Multiculturalist Becomes Exhibit A

Friday, August 12, 2005

In the aftermath of the London subway massacres of July 7, the doctrine of multiculturalism has come under great scrutiny and been found wanting. As one who has opposed multiculturalism for quite some time, I feel a mixture of relief that, finally, this idea is no longer uncontested, and sadness that it took an event like that to open people's eyes.

But it hasn't opened everyone's eyes, or if it has, they have sometimes been eyes that have seen only that the public is becoming wise to this thinly-veiled anti-Western ideology. The defenders of multiculturalism are beginning to fight back. What is interesting, though, is that they have to answer for or explain away the actions of savages now. In one case, this has led to such a blatant evasion that nearly any sentient being will see through it.
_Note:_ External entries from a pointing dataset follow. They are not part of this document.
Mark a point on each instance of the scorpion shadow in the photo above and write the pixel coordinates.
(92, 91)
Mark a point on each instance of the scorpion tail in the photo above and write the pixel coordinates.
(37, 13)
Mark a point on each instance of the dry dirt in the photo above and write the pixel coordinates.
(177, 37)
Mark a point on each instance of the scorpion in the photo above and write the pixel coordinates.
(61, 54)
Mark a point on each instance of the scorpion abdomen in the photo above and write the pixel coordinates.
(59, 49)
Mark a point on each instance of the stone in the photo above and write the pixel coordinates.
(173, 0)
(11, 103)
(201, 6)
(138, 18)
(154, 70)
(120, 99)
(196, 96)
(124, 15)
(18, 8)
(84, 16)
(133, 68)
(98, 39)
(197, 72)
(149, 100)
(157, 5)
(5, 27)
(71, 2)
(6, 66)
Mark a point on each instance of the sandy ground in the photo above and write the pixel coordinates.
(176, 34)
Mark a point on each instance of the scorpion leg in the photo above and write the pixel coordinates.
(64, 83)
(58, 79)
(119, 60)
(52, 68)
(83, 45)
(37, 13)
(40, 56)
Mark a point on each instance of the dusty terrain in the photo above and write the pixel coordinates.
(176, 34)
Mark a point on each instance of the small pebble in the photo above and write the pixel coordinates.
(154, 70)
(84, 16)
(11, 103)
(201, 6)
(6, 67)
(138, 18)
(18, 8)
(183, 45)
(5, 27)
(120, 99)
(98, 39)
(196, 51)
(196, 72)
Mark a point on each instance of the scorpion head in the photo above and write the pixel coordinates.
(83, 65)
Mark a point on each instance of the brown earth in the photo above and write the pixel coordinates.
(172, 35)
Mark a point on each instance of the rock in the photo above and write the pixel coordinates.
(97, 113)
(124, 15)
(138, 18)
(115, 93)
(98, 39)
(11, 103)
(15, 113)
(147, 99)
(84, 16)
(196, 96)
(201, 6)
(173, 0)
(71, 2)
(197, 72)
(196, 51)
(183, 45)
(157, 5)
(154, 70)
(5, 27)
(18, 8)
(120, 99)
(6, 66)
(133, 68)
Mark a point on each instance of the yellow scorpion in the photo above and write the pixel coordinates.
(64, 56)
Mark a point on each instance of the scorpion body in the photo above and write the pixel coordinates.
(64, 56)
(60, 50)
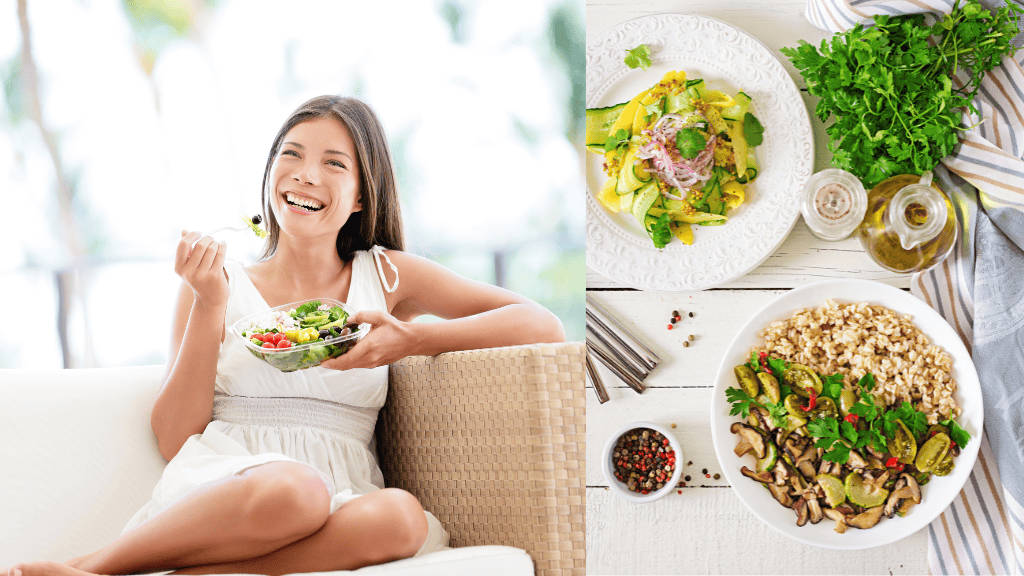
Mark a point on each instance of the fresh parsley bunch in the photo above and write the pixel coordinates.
(890, 87)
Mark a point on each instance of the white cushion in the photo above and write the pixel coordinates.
(78, 458)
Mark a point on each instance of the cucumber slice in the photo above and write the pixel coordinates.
(644, 200)
(863, 494)
(630, 175)
(834, 489)
(599, 121)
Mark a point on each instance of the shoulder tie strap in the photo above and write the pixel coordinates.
(378, 251)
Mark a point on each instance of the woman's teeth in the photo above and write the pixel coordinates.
(302, 202)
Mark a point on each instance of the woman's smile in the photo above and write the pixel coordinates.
(315, 172)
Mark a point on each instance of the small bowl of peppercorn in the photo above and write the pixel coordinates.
(642, 462)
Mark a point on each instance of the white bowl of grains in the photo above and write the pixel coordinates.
(642, 462)
(843, 319)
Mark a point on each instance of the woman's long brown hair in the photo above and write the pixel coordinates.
(380, 220)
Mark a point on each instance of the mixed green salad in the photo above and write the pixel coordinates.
(828, 450)
(294, 338)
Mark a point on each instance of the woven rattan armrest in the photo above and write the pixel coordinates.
(493, 443)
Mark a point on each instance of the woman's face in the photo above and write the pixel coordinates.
(314, 180)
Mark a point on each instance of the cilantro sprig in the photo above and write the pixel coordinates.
(741, 405)
(889, 86)
(638, 57)
(956, 434)
(690, 142)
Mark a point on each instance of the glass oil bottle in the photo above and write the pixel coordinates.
(910, 224)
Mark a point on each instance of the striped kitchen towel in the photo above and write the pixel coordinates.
(980, 291)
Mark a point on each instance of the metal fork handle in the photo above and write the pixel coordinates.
(639, 371)
(623, 374)
(594, 303)
(602, 393)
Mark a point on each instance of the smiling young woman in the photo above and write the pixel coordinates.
(271, 472)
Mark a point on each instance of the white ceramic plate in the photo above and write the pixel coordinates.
(728, 59)
(936, 495)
The article delves into the experiences of Sayyid Qutb, "the Egyptian writer generally viewed as the intellectual architect of radical political Islam," as a means of explaining that, somehow, the United States -- and not the man himself -- is to blame for his embrace of terrorism.

The puritanical scholar was shocked by Colorado's licentious women, it's true, but more significant was Qutb's encounter with what he later described as America's "evil and fanatic racial discrimination." By coincidence, Qutb arrived in the United States in 1948, the year of the creation of the State of Israel. He witnessed an America blind to the thousands of Palestinians being made permanent refugees by the Zionist project. [These refugees were never offered asylum by any Arab country. --ed] For Qutb, it wasn't politics, it was an assault on his identity: Clearly Americans believed that Arab lives were worth far less than those of European Jews. According to Yvonne Haddad, a professor of history at Georgetown University, this experience "left Qutb with a bitterness he was never able to shake."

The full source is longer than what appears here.